Und diese Ruhelosigkeit hatte Peter Faber, ein Mann des großen Verlangens, ein neuer Daniel. Faber war ein »ein bescheidener, einfühlsamer Mann mit einem tiefen Innenleben, [und er] besaß die Gabe, freundschaftliche Beziehungen zu Menschen jeder Art zu knüpfen« (Benedikt XVI., Ansprache an die Jesuiten, 22. April 2006). Dennoch war er auch ein unruhiger Geist, unentschlossen, nie zufrieden. Unter der Führung des heiligen Ignatius lernte er, seine unruhige, aber auch sanfte, ich würde sagen erlesene Sensibilität mit der Fähigkeit zu verbinden, Entscheidungen zu treffen. Er war ein Mann des großen Verlangens; er hat seine Sehnsucht angenommen, er hat sie anerkannt. Für Faber ist es sogar so, dass sich dann, wenn schwierige Dinge vorliegen, der wahre Geist zeigt, der zum Handeln bewegt (vgl. Memoriale, 301). Ein authentischer Glaube schließt immer den tiefen Wunsch ein, die Welt zu verändern. Das ist die Frage, die wir uns stellen müssen: Haben auch wir große Visionen und Elan? Sind auch wir mutig? Haben wir hochfliegende Träume? Verzehrt uns der Eifer (vgl. Ps 69,10)? Oder sind wir mittelmäßig und geben uns mit unserem »im Labor geplanten« Apostolat zufrieden? Denken wir immer daran: Die Kraft der Kirche liegt nicht in ihr selbst und in ihrer organisatorischen Fähigkeit, sondern sie verbirgt sich in den tiefen Wassern Gottes. Und diese Wasser bewegen unser Verlangen, und das Verlangen macht das Herz weit. Das ist es, was Augustinus sagt: beten, um zu ersehenen, und ersehenen, um das Herz weit zu machen. Gerade in der Sehnsucht konnte Faber die Stimme Gottes erkennen. Ohne Sehnsucht bewegt man sich nicht vorwärts und deshalb muss man die eigenen Sehnsüchte dem Herrn darbringen. In den Satzungen wird gesagt, dass »man dem Nächsten hilft mit dem vor Gott, unseren Herrn getragenen Verlangen« (Satzungen, 638).

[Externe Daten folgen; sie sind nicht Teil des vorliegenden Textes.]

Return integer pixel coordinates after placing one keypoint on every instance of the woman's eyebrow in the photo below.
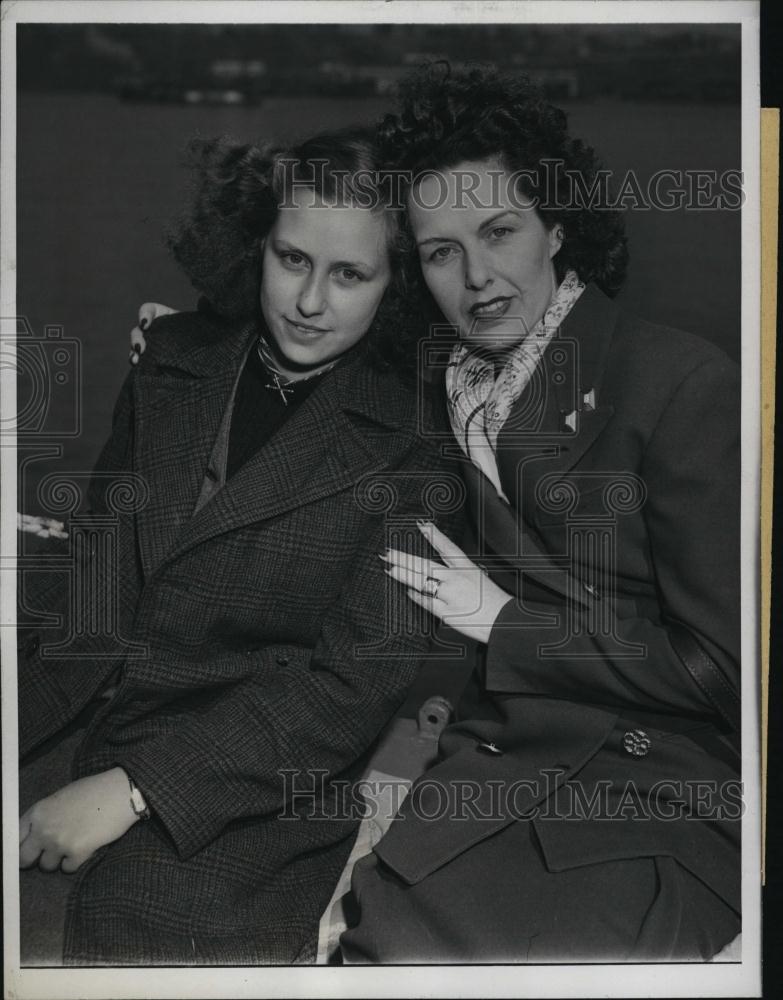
(495, 218)
(484, 225)
(435, 239)
(356, 265)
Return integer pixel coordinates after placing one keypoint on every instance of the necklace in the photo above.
(284, 383)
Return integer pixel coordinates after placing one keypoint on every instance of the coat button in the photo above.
(637, 743)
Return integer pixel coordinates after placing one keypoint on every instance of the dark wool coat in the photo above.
(622, 467)
(258, 636)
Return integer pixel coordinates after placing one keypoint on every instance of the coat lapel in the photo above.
(319, 451)
(179, 409)
(574, 411)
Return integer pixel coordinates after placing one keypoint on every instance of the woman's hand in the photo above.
(67, 828)
(148, 312)
(457, 591)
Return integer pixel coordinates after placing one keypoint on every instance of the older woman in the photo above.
(259, 648)
(586, 804)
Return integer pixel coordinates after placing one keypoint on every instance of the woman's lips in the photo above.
(491, 309)
(304, 329)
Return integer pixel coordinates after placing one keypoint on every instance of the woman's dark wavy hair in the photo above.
(235, 194)
(445, 118)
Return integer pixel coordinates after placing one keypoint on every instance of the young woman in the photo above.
(260, 649)
(564, 821)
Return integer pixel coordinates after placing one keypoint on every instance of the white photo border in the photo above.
(664, 980)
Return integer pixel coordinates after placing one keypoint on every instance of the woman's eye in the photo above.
(441, 254)
(349, 275)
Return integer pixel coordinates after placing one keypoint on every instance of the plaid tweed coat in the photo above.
(261, 646)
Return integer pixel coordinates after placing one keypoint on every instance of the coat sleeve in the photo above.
(302, 714)
(692, 518)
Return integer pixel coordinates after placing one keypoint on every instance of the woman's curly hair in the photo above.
(234, 199)
(445, 118)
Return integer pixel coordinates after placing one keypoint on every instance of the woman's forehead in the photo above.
(465, 195)
(344, 231)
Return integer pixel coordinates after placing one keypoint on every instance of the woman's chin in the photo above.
(498, 336)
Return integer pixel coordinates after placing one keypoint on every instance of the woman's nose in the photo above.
(312, 298)
(476, 272)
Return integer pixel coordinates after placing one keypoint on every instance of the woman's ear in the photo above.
(556, 237)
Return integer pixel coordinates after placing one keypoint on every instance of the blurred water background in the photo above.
(98, 178)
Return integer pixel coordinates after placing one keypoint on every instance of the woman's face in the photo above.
(325, 269)
(485, 254)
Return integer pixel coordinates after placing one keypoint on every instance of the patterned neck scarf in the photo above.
(479, 402)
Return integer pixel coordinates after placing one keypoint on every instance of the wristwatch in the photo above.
(138, 805)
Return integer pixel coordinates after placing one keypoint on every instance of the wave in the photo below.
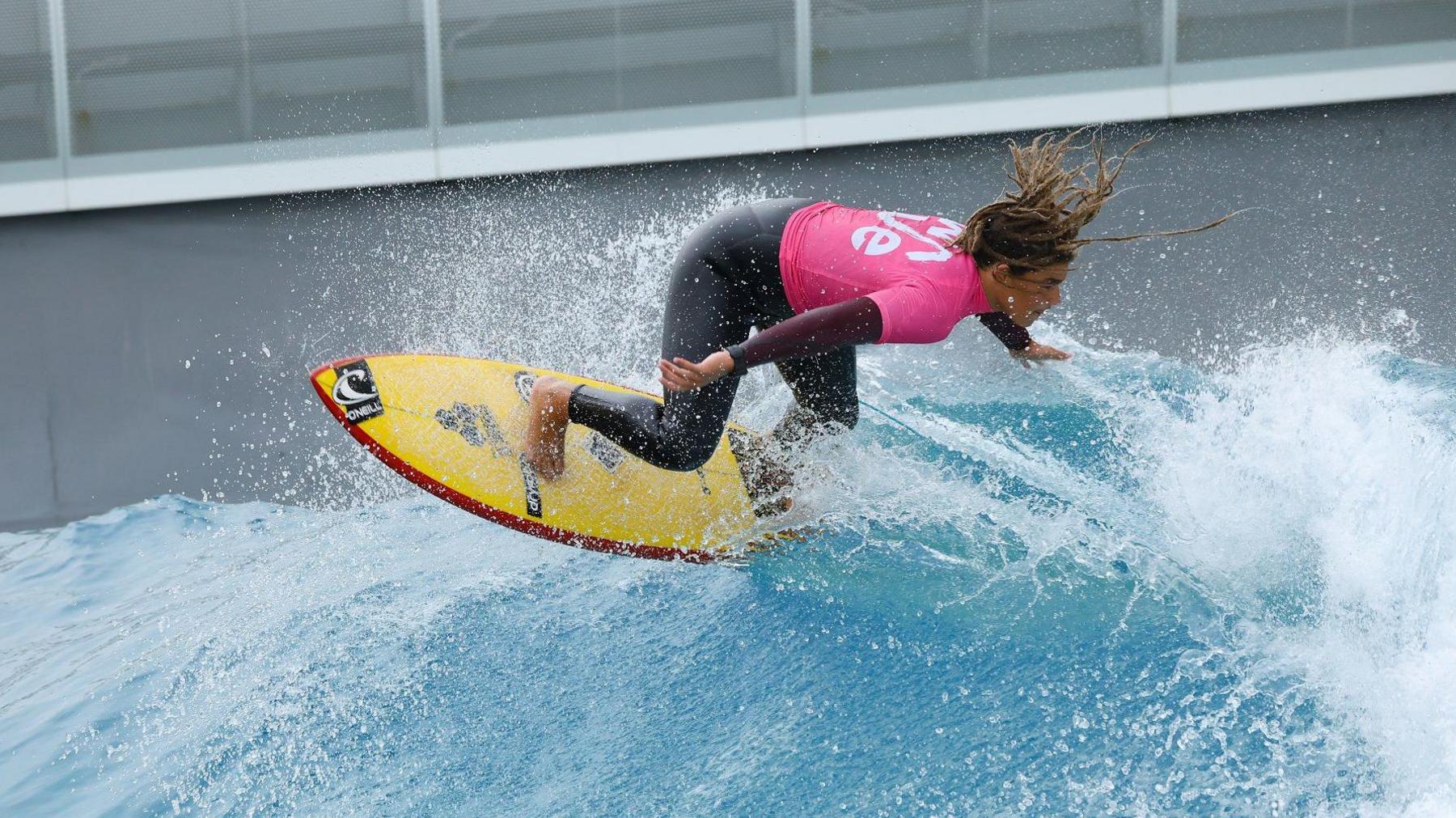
(1126, 584)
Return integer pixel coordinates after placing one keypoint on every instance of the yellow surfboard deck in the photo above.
(456, 428)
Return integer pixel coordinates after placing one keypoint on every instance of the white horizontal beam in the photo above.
(34, 195)
(1310, 87)
(249, 180)
(737, 136)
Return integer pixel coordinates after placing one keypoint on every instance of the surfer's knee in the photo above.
(688, 453)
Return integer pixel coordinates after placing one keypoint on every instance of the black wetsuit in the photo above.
(726, 280)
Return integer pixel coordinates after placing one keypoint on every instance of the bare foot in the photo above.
(546, 426)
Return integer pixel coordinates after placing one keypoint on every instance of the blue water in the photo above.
(1121, 586)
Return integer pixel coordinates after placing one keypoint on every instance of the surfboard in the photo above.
(456, 426)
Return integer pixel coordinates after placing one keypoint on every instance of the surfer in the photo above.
(819, 278)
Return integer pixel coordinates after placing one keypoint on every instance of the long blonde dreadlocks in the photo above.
(1037, 226)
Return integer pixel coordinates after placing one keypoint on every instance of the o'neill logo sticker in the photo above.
(356, 392)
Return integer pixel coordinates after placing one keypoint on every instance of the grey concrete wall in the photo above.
(165, 348)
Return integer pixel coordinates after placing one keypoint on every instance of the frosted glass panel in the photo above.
(175, 73)
(520, 58)
(875, 44)
(27, 98)
(1219, 29)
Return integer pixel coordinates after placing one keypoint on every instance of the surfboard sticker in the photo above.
(356, 393)
(456, 426)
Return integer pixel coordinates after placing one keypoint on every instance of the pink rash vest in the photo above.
(832, 253)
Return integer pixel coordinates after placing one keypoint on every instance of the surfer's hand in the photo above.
(1039, 353)
(682, 375)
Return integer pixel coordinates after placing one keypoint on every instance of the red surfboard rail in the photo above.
(495, 514)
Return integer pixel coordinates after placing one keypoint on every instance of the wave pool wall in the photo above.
(165, 348)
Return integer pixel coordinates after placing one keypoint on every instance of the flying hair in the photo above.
(1037, 226)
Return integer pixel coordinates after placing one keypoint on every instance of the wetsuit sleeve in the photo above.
(1006, 331)
(808, 333)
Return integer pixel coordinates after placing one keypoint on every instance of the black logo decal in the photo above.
(523, 384)
(533, 490)
(356, 392)
(604, 451)
(469, 422)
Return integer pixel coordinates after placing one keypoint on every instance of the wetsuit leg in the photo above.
(726, 280)
(705, 312)
(826, 391)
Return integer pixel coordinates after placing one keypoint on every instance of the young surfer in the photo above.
(819, 278)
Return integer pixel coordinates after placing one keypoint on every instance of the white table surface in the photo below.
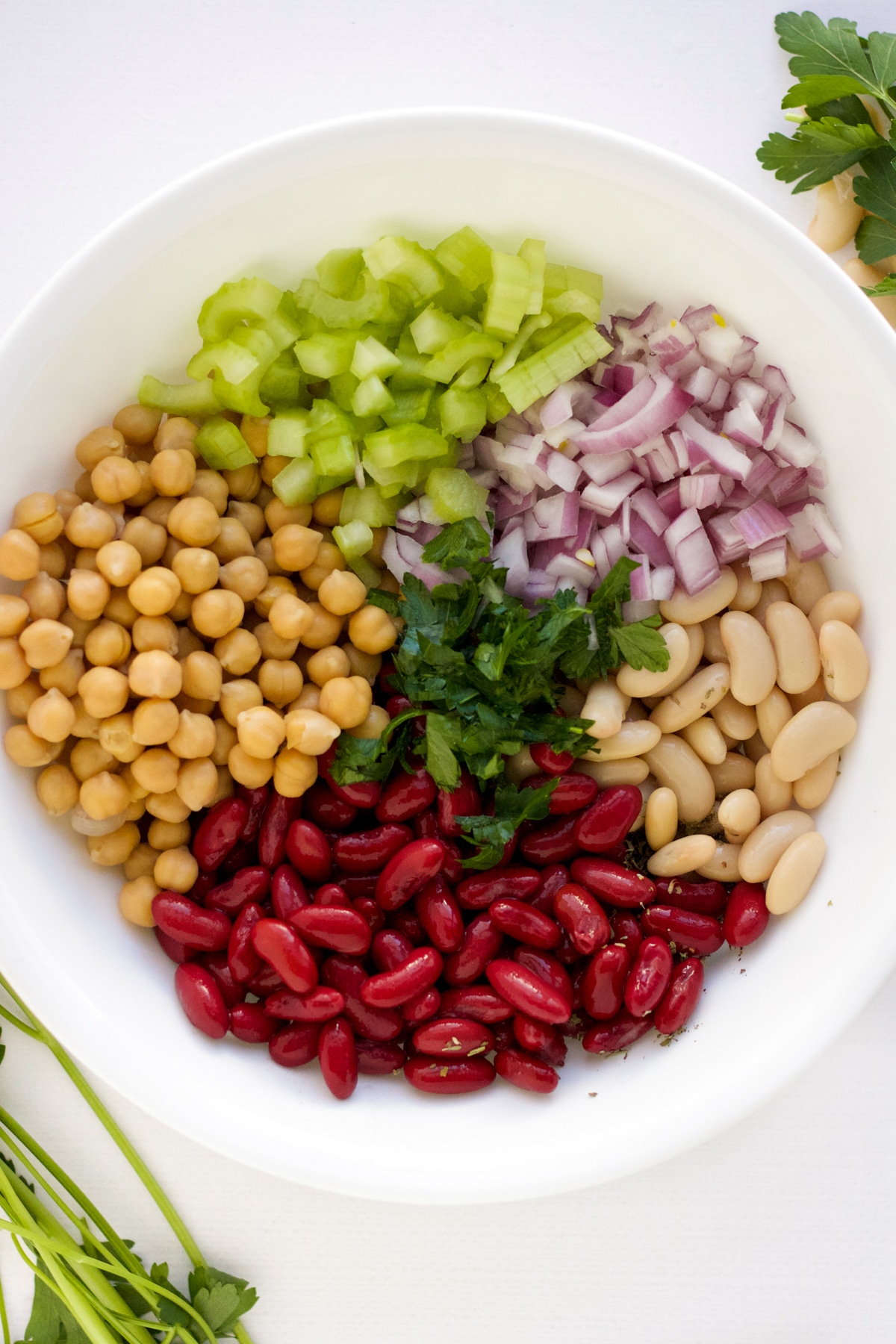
(781, 1230)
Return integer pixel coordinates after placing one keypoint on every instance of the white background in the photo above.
(781, 1230)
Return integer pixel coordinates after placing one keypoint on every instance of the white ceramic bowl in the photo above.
(657, 228)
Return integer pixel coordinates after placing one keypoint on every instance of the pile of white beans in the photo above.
(739, 739)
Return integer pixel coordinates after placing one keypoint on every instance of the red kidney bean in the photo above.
(682, 998)
(308, 850)
(649, 977)
(202, 1001)
(603, 983)
(335, 927)
(449, 1078)
(454, 1038)
(479, 892)
(287, 892)
(294, 1046)
(551, 841)
(408, 871)
(370, 851)
(249, 885)
(337, 1058)
(220, 831)
(684, 927)
(524, 924)
(481, 1003)
(464, 801)
(606, 1038)
(250, 1023)
(526, 1071)
(583, 918)
(328, 812)
(438, 912)
(615, 883)
(527, 992)
(746, 915)
(279, 944)
(180, 918)
(393, 988)
(481, 944)
(704, 898)
(255, 800)
(359, 794)
(406, 796)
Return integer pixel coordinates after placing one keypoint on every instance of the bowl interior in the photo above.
(657, 228)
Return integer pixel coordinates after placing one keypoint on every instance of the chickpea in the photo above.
(156, 673)
(116, 480)
(58, 789)
(245, 576)
(195, 522)
(217, 613)
(52, 717)
(176, 870)
(195, 737)
(173, 470)
(153, 591)
(147, 538)
(134, 900)
(104, 692)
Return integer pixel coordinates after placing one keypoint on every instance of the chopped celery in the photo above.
(462, 413)
(467, 257)
(354, 539)
(433, 329)
(373, 356)
(179, 398)
(543, 371)
(223, 447)
(368, 505)
(287, 435)
(403, 444)
(339, 270)
(406, 265)
(454, 495)
(532, 253)
(371, 396)
(297, 483)
(507, 296)
(242, 300)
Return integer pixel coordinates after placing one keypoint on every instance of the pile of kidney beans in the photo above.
(341, 927)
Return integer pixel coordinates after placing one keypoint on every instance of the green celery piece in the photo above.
(532, 252)
(371, 396)
(462, 413)
(287, 435)
(354, 538)
(507, 296)
(403, 444)
(339, 270)
(467, 257)
(408, 265)
(373, 356)
(543, 371)
(240, 300)
(327, 354)
(411, 405)
(368, 505)
(179, 398)
(222, 447)
(297, 483)
(433, 329)
(454, 495)
(457, 354)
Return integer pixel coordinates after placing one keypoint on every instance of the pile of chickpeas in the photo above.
(178, 631)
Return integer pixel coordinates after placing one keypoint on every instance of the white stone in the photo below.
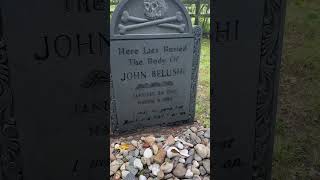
(167, 167)
(124, 174)
(155, 168)
(147, 153)
(201, 150)
(138, 164)
(189, 174)
(142, 177)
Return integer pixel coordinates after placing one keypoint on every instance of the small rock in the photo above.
(123, 167)
(115, 165)
(168, 176)
(142, 177)
(124, 174)
(134, 143)
(196, 177)
(201, 150)
(160, 175)
(136, 153)
(207, 134)
(195, 164)
(170, 141)
(197, 157)
(147, 153)
(184, 152)
(112, 157)
(202, 171)
(206, 165)
(155, 148)
(150, 140)
(166, 167)
(191, 152)
(155, 168)
(179, 171)
(130, 176)
(160, 139)
(189, 160)
(172, 152)
(132, 170)
(138, 164)
(159, 158)
(117, 176)
(195, 138)
(189, 174)
(179, 145)
(195, 171)
(194, 129)
(182, 160)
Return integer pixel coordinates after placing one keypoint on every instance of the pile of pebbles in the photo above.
(186, 156)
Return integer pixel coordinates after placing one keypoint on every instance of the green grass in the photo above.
(297, 141)
(203, 94)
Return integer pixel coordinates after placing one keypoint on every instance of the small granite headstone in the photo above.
(54, 107)
(154, 64)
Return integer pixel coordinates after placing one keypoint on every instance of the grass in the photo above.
(297, 138)
(203, 94)
(297, 146)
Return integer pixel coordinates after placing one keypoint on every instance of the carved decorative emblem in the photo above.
(155, 12)
(155, 9)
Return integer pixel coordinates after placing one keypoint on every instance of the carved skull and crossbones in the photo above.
(155, 12)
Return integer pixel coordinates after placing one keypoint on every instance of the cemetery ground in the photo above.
(169, 153)
(297, 145)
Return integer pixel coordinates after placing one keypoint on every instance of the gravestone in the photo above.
(154, 64)
(54, 90)
(247, 43)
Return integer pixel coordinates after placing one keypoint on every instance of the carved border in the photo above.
(270, 57)
(10, 150)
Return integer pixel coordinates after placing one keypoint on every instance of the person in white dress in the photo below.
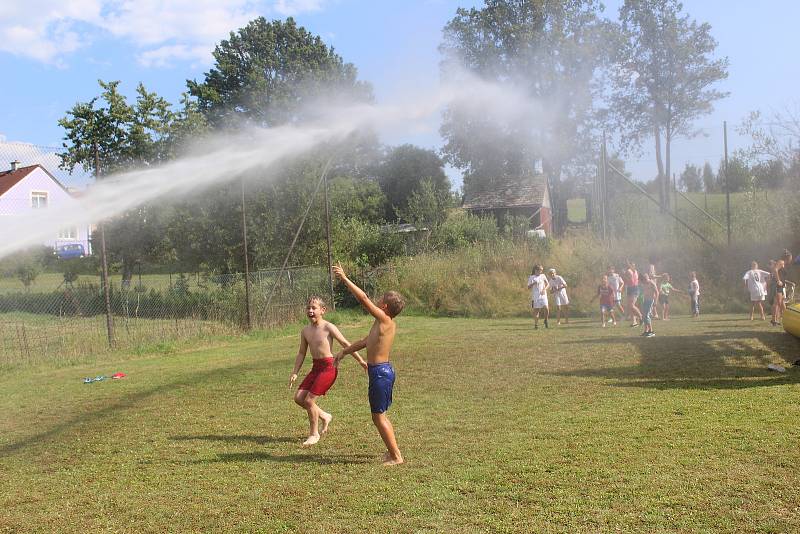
(558, 286)
(538, 284)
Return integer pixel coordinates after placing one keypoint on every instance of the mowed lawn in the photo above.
(504, 429)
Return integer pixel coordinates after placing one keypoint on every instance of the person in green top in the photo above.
(663, 297)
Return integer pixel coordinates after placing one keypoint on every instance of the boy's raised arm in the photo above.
(298, 361)
(346, 345)
(360, 296)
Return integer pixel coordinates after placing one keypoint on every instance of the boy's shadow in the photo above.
(263, 456)
(242, 438)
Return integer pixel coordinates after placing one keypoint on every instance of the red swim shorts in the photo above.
(321, 378)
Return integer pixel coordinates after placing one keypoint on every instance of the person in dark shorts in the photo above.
(381, 373)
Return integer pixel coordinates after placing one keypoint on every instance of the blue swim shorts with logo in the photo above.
(381, 382)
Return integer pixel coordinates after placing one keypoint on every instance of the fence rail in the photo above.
(46, 323)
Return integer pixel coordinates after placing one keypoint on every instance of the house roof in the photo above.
(9, 178)
(527, 192)
(48, 158)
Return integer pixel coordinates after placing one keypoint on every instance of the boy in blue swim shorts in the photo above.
(381, 373)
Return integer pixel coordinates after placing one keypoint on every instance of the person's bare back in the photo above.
(378, 343)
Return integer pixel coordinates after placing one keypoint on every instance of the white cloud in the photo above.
(161, 30)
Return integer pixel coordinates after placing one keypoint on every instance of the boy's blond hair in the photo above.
(394, 303)
(317, 299)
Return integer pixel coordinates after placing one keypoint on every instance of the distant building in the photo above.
(24, 189)
(526, 197)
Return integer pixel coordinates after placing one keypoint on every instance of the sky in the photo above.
(52, 52)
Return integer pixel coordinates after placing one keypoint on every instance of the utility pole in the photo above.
(248, 321)
(328, 235)
(727, 181)
(104, 259)
(603, 188)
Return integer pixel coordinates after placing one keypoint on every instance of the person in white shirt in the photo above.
(755, 280)
(617, 284)
(694, 293)
(538, 284)
(558, 286)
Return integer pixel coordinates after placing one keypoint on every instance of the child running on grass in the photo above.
(617, 284)
(538, 284)
(607, 297)
(665, 289)
(649, 297)
(381, 374)
(694, 293)
(632, 289)
(755, 280)
(559, 288)
(317, 336)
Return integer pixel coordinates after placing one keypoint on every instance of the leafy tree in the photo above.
(402, 172)
(550, 51)
(740, 177)
(265, 72)
(663, 78)
(691, 180)
(126, 136)
(426, 206)
(709, 180)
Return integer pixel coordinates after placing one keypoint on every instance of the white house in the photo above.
(32, 187)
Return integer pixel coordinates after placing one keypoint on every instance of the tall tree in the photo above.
(265, 72)
(664, 78)
(552, 52)
(126, 136)
(691, 179)
(402, 172)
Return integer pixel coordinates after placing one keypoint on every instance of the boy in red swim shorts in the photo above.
(317, 336)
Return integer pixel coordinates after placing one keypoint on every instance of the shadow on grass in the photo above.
(710, 360)
(260, 440)
(262, 456)
(132, 401)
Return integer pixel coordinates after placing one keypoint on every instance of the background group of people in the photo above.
(638, 296)
(772, 286)
(642, 294)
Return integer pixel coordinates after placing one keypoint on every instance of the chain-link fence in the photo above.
(46, 323)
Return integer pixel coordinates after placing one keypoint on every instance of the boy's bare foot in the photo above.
(388, 459)
(326, 420)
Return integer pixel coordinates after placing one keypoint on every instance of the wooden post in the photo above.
(727, 182)
(328, 234)
(247, 319)
(104, 261)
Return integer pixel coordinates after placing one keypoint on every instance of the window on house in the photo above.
(38, 199)
(68, 233)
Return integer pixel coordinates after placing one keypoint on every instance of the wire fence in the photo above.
(41, 323)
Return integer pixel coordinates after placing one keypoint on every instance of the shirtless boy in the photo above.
(317, 336)
(381, 374)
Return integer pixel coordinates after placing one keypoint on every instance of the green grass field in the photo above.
(504, 429)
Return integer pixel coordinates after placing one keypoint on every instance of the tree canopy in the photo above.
(553, 52)
(267, 71)
(663, 79)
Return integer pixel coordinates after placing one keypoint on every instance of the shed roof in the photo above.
(521, 193)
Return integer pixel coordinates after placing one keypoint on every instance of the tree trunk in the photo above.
(660, 163)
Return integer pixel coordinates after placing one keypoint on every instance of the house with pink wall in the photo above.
(23, 189)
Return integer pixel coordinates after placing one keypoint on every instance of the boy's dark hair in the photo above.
(313, 298)
(394, 303)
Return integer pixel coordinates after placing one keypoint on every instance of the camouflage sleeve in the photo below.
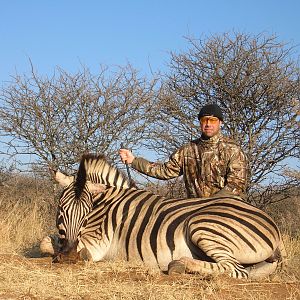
(170, 169)
(237, 174)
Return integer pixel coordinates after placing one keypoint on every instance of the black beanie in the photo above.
(211, 110)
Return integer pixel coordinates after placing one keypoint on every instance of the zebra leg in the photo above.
(194, 266)
(262, 270)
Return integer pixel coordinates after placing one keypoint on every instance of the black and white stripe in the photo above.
(100, 214)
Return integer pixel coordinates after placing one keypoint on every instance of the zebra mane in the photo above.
(96, 169)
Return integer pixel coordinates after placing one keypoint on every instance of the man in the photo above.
(210, 165)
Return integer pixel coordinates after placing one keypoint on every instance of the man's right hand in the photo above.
(126, 156)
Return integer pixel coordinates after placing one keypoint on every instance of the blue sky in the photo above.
(68, 33)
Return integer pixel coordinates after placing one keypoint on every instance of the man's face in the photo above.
(210, 126)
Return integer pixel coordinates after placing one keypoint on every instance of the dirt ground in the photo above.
(39, 278)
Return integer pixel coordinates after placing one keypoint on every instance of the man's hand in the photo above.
(126, 156)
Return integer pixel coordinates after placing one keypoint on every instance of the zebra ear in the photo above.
(63, 179)
(96, 188)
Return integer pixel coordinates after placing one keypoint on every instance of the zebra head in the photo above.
(94, 176)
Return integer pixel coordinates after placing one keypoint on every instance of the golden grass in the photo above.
(25, 275)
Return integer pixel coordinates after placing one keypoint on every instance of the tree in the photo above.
(256, 82)
(59, 118)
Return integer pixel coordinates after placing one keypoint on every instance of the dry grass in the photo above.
(25, 219)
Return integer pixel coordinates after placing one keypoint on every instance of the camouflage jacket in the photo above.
(217, 165)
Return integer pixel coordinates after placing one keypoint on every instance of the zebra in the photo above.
(101, 217)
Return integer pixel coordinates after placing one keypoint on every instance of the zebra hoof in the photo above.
(176, 267)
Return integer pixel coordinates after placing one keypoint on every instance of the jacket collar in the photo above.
(213, 140)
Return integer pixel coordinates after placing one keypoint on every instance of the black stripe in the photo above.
(134, 220)
(216, 233)
(241, 221)
(128, 202)
(143, 225)
(250, 211)
(223, 224)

Faber hatte den aufrichtigen und tiefen Wunsch »in Gott weit gemacht zu werden«: er war vollkommen auf Gott ausgerichtet, und deshalb konnte er im Geist des Gehorsams, häufig auch zu Fuß, überall in Europa hingehen, um mit allen sanftmütig einen Dialog zu führen und das Evangelium zu verkünden. Mir kommt die Versuchung in den Sinn, die wir vielleicht haben könnten und die viele haben, nämlich die Verkündigung des Evangeliums mit inquisitorischen, verurteilenden Stockhieben in Verbindung zu bringen. Nein, das Evangelium muss mit Sanftmut, mit Brüderlichkeit, mit Liebe verkündet werden. Seine Vertrautheit mit Gott führte ihn dazu, zu verstehen, dass die innere Erfahrung und das Leben des Apostolats stets miteinander einhergehen. Er schreibt in seinem Memoriale, dass die erste Regung des Herzens die sein muss, »das zu wünschen, was wesentlich und ursprünglich ist, das heißt, dass der erste Platz dem vollkommenen eifrigen Bemühen eingeräumt wird, Gott, unseren Herrn, zu finden« (Memoriale, 63). Faber verspürt den Wunsch, »Christus den Mittelpunkt des Herzens bilden zu lassen« (Memoriale, 68). Nur wenn man in Gott seinen Mittelpunkt hat, ist es möglich, auf die Randgebiete der Welt zuzugehen! Und Faber ist unaufhörlich auch an die geographischen Grenzen gereist, so dass man über ihn sagte: »Anscheinend ist er dazu geboren worden, niemals irgendwo still zu stehen« (MI, Epistolae I,362). Faber war verzehrt von dem dringenden Wunsch, den Herrn zu verkünden. Wenn wir nicht dieselbe Sehnsucht haben wie er, dann müssen wir im Gebet innehalten und mit stiller Inbrunst den Herrn auf die Fürsprache unseres Bruders Peter bitten, dass er uns wieder fasziniert: diese Faszination des Herrn, die Peter zu all diesen »Verrücktheiten« des Apostolats führte.
Wir sind Menschen in Spannung, wir sind auch widersprüchliche und inkonsequente Menschen, Sünder, alle. Aber Menschen, die unter dem Blick Jesu ihren Weg gehen wollen. Wir sind klein, wir sind Sünder, aber wir wollen unter dem Banner des Kreuzes in der mit dem Namen Jesu ausgezeichneten Gesellschaft dienen. Wir, die wir Egoisten sind, wollen dennoch ein von großer Sehnsucht bewegtes Leben führen. Erneuern wir also unsere Hingabe an den ewigen Herrn des Universums, damit wir mit der Hilfe seiner ruhmreichen Mutter die Gesinnung Christi, der sich selbst entäußert hat, wollen, ersehnen und leben können. So schrieb der heilige Peter Faber: »Wir wollen in diesem Leben niemals einen Namen suchen, der nicht an den Namen Jesu gebunden ist« (Memoriale, 205). Und bitten wir die Gottesmutter, dass wir mit ihrem Sohn zusammen sind.